Construction students are building for the future


RUMFORD — Quite literally, that’s what Region 9 students do in the building construction program – build for the future. They begin by building a small shed and finish their second year with a much more complex project. In the meantime, they learn lessons in safety and teamwork. They end up with skills for further education or for a wide variety of careers.

Senior Robert Babb of Peru chose the program because, “I always loved seeing something start from nothing and turning into something great.”

“I am very interested in building and would like to become an architect,” said Telstar senior Alex Gaudreau from Greenwood.

First-year student Jason Baldinelli, a junior from Dirigo High School, also has an eye to the future. “I chose building construction because I wanted to learn how to build and hopefully get into a two-year building construction class at Central Maine Community College.”

Instructor Lloyd Williams hopes to provide experiences that will allow his students a wide variety of career choices, including further education in the trades, related fields and even business.

Williams said, “When I started teaching 28 years ago, most schools that were doing building construction focused on residential carpentry. As the industry became more complex, schools needed to meet national standards. Region 9 chose NCCER – National Center for Construction Education Research, which is sponsored by a large national group of construction workers and builders.


“Part of the NCCER curriculum starts with core curriculum lessons,” Williams continued. “If a student wants to go carpentry, electrical, pipefitting or other trade, he or she must do the core first. We also do a 10-hour OSHA [Occupational Safety and Health Administration] program.
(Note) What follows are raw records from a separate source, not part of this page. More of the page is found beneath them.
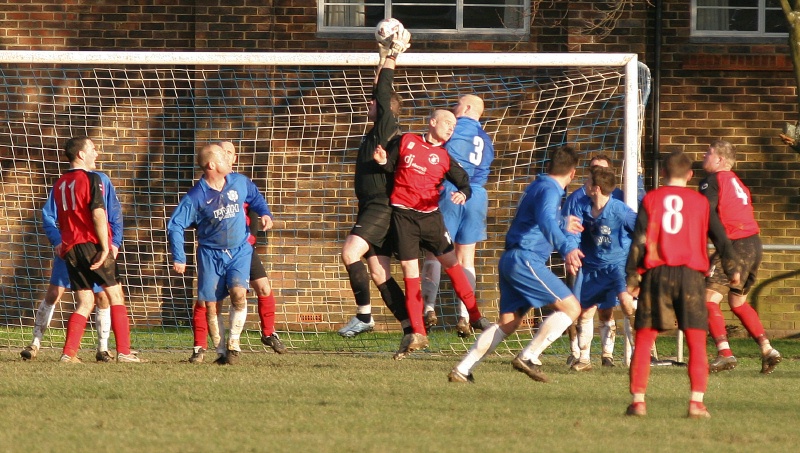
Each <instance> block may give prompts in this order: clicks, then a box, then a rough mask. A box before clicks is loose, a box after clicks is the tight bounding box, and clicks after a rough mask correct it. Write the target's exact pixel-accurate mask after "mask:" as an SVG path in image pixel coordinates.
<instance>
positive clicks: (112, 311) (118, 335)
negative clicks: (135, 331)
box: [111, 305, 131, 354]
mask: <svg viewBox="0 0 800 453" xmlns="http://www.w3.org/2000/svg"><path fill="white" fill-rule="evenodd" d="M111 330H112V331H113V332H114V340H115V341H116V342H117V354H130V353H131V325H130V321H129V320H128V308H127V307H126V306H124V305H112V306H111Z"/></svg>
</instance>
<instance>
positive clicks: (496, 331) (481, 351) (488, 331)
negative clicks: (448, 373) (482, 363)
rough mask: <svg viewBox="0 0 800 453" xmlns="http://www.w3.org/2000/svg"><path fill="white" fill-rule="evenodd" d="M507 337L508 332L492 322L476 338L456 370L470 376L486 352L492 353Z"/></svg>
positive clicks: (482, 358) (486, 353)
mask: <svg viewBox="0 0 800 453" xmlns="http://www.w3.org/2000/svg"><path fill="white" fill-rule="evenodd" d="M505 339H506V334H505V333H504V332H503V331H502V330H500V326H498V325H497V324H492V325H491V327H489V328H488V329H486V330H484V331H483V332H481V334H480V336H478V339H477V340H475V343H473V345H472V347H471V348H469V352H468V353H467V356H466V357H464V359H463V360H462V361H461V362H460V363H459V364H458V365H457V366H456V370H457V371H458V372H459V373H461V374H463V375H465V376H468V375H469V373H470V372H471V371H472V368H474V367H475V365H477V364H478V362H480V361H481V359H483V358H484V357H486V354H489V353H491V352H492V351H494V349H495V348H496V347H497V345H499V344H500V343H501V342H502V341H503V340H505Z"/></svg>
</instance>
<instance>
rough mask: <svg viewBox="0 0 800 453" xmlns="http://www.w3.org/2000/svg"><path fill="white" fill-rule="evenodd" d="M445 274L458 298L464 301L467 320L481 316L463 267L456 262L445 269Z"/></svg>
mask: <svg viewBox="0 0 800 453" xmlns="http://www.w3.org/2000/svg"><path fill="white" fill-rule="evenodd" d="M445 272H447V276H448V277H450V282H451V283H452V284H453V290H454V291H455V292H456V295H458V298H459V299H461V301H462V302H464V306H465V307H467V311H468V312H469V322H475V321H477V320H478V319H480V317H481V311H480V310H479V309H478V303H477V302H476V301H475V292H474V291H473V290H472V285H471V284H470V283H469V280H468V279H467V274H466V273H464V268H463V267H461V265H460V264H457V263H456V265H455V266H453V267H451V268H450V269H445Z"/></svg>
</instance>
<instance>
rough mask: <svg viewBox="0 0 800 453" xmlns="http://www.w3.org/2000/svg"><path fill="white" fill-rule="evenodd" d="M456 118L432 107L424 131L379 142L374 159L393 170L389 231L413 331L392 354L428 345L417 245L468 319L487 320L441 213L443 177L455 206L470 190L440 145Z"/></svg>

“Using this curriculum, students earn certification that is recognized in the construction industry and can earn credits at most community colleges,” Williams said.

Matthew Baptiste, a junior at Mountain Valley High School, said, “My favorite thing is we do hands-on work and spend less time in the classroom.”

Dirigo junior Trent Crosby agrees, “It is hands-on and the teacher helps out a lot.”

“I like how they treat you like an adult in the program,” said William Laurinaitis, a junior at MVHS.

Each student hopes to get something from the program beyond the credits for high school graduation.

For Dylan Lord, the hope is to earn certifications for building “or any certification I can get through the program.” Lord is a first-year student and a junior at Dirigo.

“I hope that I get a lot out of [the program] so I could have a job like this later on in life,” said William Lyman, a junior from Woodstock.

The first-year students build a shed that has all the characteristics of a residential house on a small scale – framing, roofing, siding and window and door installation. Those sheds are for sale to the public for 15 percent above the cost of materials, roughly $1900.

“In the past, we built houses for Community Concepts,” Williams said. “Now I look for other ‘live work’ projects that would not take work away from local contractors. Right now, we’re constructing a showcase building on Route 2 near the school.”

Williams continued, “First-year students do some of the basic tasks at the site. Second-year students do some of the more advanced work.”

The best testimony for what students learn, however, is in their recommendations of the program for fellow students.

Gaudreau said that he would recommend building construction, “It is very good and you will learn a lot.”